De advocaat-generaal heeft gevorderd dat de verdachte zal worden vrijgesproken.
Het hof heeft in hoger beroep de op te leggen straf bepaald op grond van de ernst van het feit en de omstandigheden waaronder dit is begaan en gelet op de persoon van de verdachte. Het hof heeft daarbij in het bijzonder het volgende in beschouwing genomen.
De verdachte heeft zich schuldig gemaakt aan verduistering van geldbedragen die zij uit hoofde van haar dienstbetrekking onder zich had. Door zo te handelen heeft de verdachte inbreuk gemaakt op de eigendomsrechten van haar werkgever en heeft zij op berekenende wijze het vertrouwen dat haar werkgever in haar mocht stellen op ernstige wijze geschonden. Bovendien heeft de werkgever door het handelen van de verdachte financiële schade geleden.
Blijkens een de verdachte betreffend uittreksel uit de Justitiële Documentatie van 4 oktober 2021 is zij niet eerder strafrechtelijk veroordeeld.
Het hof acht gelet op de ouderdom van de feiten en de persoon van de verdachte – met name haar huidige gezondheidsklachten – een voorwaardelijke gevangenisstraf van na te melden duur passend en geboden.
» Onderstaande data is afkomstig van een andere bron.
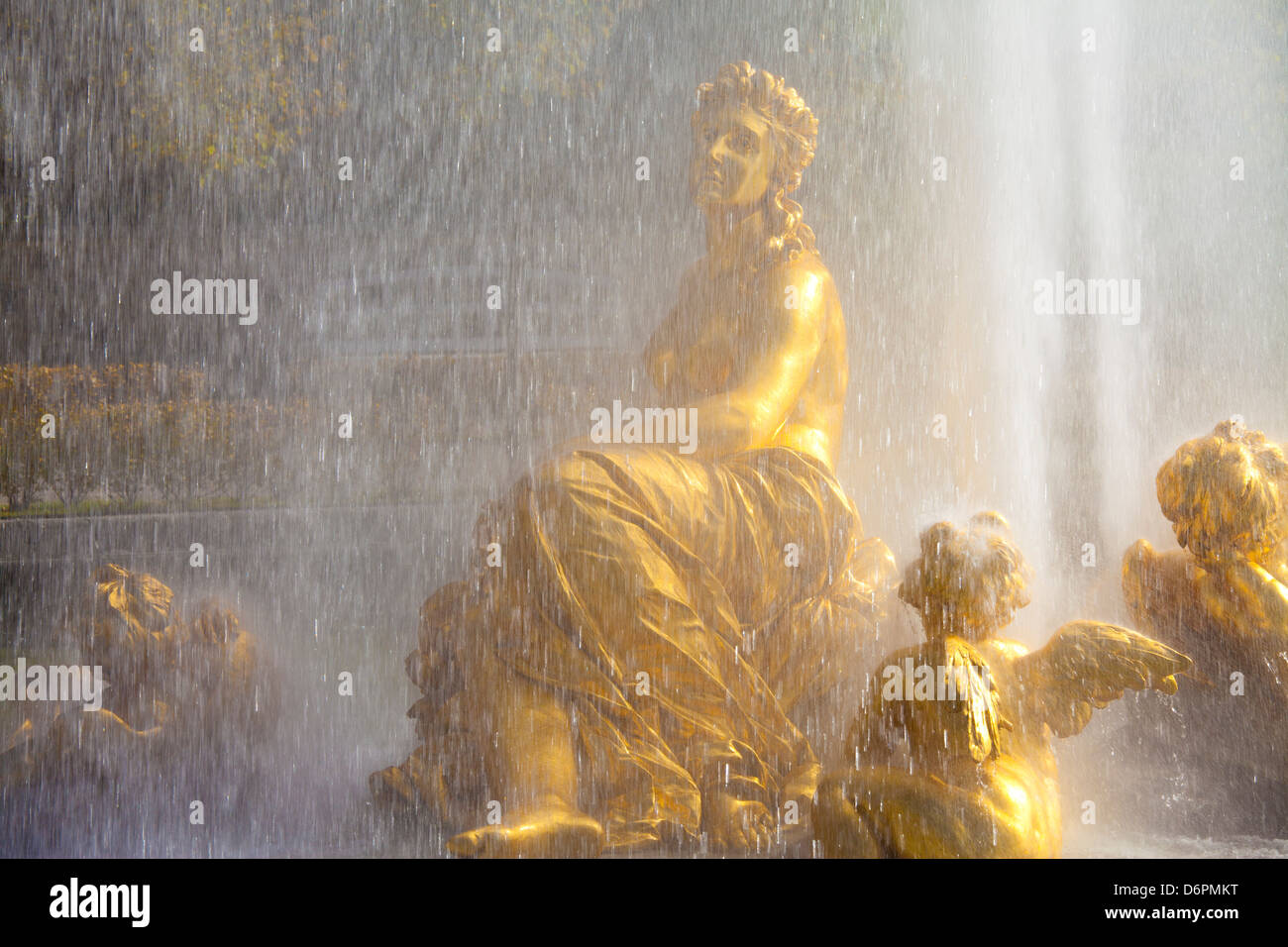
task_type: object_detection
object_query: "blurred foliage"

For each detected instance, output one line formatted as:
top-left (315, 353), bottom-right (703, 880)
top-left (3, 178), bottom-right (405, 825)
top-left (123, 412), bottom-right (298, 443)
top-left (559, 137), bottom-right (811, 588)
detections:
top-left (0, 353), bottom-right (628, 515)
top-left (116, 0), bottom-right (348, 180)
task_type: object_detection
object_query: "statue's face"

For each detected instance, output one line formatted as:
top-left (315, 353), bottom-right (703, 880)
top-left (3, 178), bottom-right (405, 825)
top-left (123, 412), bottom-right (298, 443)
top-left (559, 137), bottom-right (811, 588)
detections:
top-left (690, 104), bottom-right (774, 210)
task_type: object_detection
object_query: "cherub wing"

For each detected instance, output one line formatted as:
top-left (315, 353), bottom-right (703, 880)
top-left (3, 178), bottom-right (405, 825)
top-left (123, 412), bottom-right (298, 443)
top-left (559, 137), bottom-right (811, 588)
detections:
top-left (1014, 621), bottom-right (1194, 737)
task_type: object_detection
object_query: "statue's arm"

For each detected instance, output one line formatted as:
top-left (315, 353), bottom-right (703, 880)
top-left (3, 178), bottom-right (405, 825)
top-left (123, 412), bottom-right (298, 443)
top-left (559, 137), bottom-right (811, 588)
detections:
top-left (687, 265), bottom-right (828, 458)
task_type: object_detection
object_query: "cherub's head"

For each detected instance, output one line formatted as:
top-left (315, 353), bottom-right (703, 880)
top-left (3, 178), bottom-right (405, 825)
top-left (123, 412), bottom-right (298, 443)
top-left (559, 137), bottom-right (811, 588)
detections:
top-left (1155, 419), bottom-right (1288, 565)
top-left (690, 61), bottom-right (818, 263)
top-left (85, 565), bottom-right (176, 672)
top-left (899, 513), bottom-right (1030, 642)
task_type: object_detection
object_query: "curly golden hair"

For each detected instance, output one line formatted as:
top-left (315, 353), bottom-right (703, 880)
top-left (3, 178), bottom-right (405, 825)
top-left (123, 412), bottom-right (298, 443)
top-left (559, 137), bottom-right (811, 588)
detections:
top-left (899, 511), bottom-right (1031, 642)
top-left (1155, 419), bottom-right (1288, 565)
top-left (692, 61), bottom-right (818, 266)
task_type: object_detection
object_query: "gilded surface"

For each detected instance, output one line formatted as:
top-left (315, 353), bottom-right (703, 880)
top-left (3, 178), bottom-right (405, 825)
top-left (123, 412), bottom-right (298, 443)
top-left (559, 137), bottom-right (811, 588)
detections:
top-left (1122, 421), bottom-right (1288, 781)
top-left (0, 565), bottom-right (274, 783)
top-left (371, 63), bottom-right (893, 856)
top-left (814, 513), bottom-right (1190, 858)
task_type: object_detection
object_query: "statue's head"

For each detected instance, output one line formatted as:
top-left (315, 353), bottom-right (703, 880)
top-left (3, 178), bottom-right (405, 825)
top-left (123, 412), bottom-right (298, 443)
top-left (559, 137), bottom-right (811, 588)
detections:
top-left (690, 61), bottom-right (818, 263)
top-left (84, 565), bottom-right (175, 673)
top-left (899, 513), bottom-right (1030, 642)
top-left (1155, 419), bottom-right (1288, 565)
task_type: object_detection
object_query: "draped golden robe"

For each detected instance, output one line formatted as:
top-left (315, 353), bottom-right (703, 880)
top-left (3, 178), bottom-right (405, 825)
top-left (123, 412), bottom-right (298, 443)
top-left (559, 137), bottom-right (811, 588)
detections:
top-left (373, 430), bottom-right (894, 848)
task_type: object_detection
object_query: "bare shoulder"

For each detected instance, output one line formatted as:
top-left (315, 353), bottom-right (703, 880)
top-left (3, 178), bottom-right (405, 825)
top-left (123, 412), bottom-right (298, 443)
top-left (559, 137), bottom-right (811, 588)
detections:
top-left (769, 253), bottom-right (836, 318)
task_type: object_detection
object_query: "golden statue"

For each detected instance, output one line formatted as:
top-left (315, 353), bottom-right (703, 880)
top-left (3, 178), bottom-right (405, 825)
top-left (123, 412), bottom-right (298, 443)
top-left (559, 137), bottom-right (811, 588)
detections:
top-left (1122, 419), bottom-right (1288, 798)
top-left (0, 565), bottom-right (275, 784)
top-left (814, 513), bottom-right (1190, 858)
top-left (371, 63), bottom-right (894, 856)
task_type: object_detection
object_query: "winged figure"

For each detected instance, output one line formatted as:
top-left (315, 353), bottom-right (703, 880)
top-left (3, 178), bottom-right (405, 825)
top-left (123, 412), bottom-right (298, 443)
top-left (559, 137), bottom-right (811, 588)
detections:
top-left (814, 513), bottom-right (1192, 858)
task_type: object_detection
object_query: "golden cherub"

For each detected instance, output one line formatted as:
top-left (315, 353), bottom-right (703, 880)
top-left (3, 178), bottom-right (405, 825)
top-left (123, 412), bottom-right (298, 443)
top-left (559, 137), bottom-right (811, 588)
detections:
top-left (0, 565), bottom-right (275, 784)
top-left (814, 513), bottom-right (1190, 858)
top-left (1122, 419), bottom-right (1288, 822)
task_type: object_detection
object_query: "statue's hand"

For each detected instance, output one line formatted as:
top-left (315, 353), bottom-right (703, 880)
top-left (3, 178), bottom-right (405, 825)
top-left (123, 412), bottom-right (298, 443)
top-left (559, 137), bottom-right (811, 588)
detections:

Vordering van de benadeelde partij [benadeelde]

De benadeelde partij heeft zich in eerste aanleg in het strafproces gevoegd met een vordering tot schadevergoeding. Deze bedraagt € 17.479,91. De vordering is bij het vonnis waarvan beroep toegewezen tot een bedrag van € 12.200,90. De benadeelde partij heeft zich in hoger beroep opnieuw gevoegd voor het bedrag van haar oorspronkelijke vordering.
De wijze van het vaststellen van de hoogte van de materiële posten is niet helder. Nader onderzoek zou een onevenredige belasting van het strafgeding opleveren. De benadeelde partij kan daarom thans in de vordering niet worden ontvangen en kan de vordering slechts bij de burgerlijke rechter aanbrengen.

Toepasselijke wettelijke voorschriften

De op te leggen straf is gegrond op de artikelen 14a, 14b, 14c, 57, 63 en 322 van het Wetboek van Strafrecht.

BESLISSING

Het hof:
Vernietigt het vonnis waarvan beroep en doet opnieuw recht:
Verklaart zoals hiervoor overwogen bewezen dat de verdachte het tenlastegelegde heeft begaan.
Verklaart niet bewezen hetgeen de verdachte meer of anders is tenlastegelegd dan hierboven is bewezenverklaard en spreekt de verdachte daarvan vrij.
Verklaart het bewezenverklaarde strafbaar, kwalificeert dit als hiervoor vermeld en verklaart de verdachte strafbaar.
Veroordeelt de verdachte tot een
gevangenisstrafvoor de duur van
2 (twee) maanden.
Bepaalt dat de gevangenisstraf niet ten uitvoer zal worden gelegd, tenzij de rechter later anders mocht gelasten omdat de verdachte zich voor het einde van een proeftijd van
2 (twee) jarenaan een strafbaar feit heeft schuldig gemaakt.
Vordering van de benadeelde partij [benadeelde]
Verklaart de benadeelde partij [benadeelde] niet-ontvankelijk in de vordering tot schadevergoeding en bepaalt dat de benadeelde partij de vordering slechts bij de burgerlijke rechter kan aanbrengen.
Bepaalt dat de benadeelde partij en de verdachte ieder hun eigen kosten dragen.
Dit arrest is gewezen door de meervoudige strafkamer van het gerechtshof Amsterdam, waarin zitting hadden mr. N.A. Schimmel, mr. W.F. Groos en mr. P.F.E. Geerlings, in tegenwoordigheid van mr. P.E. de Wildt, griffier, en is uitgesproken op de openbare terechtzitting van dit gerechtshof van 3 november 2021.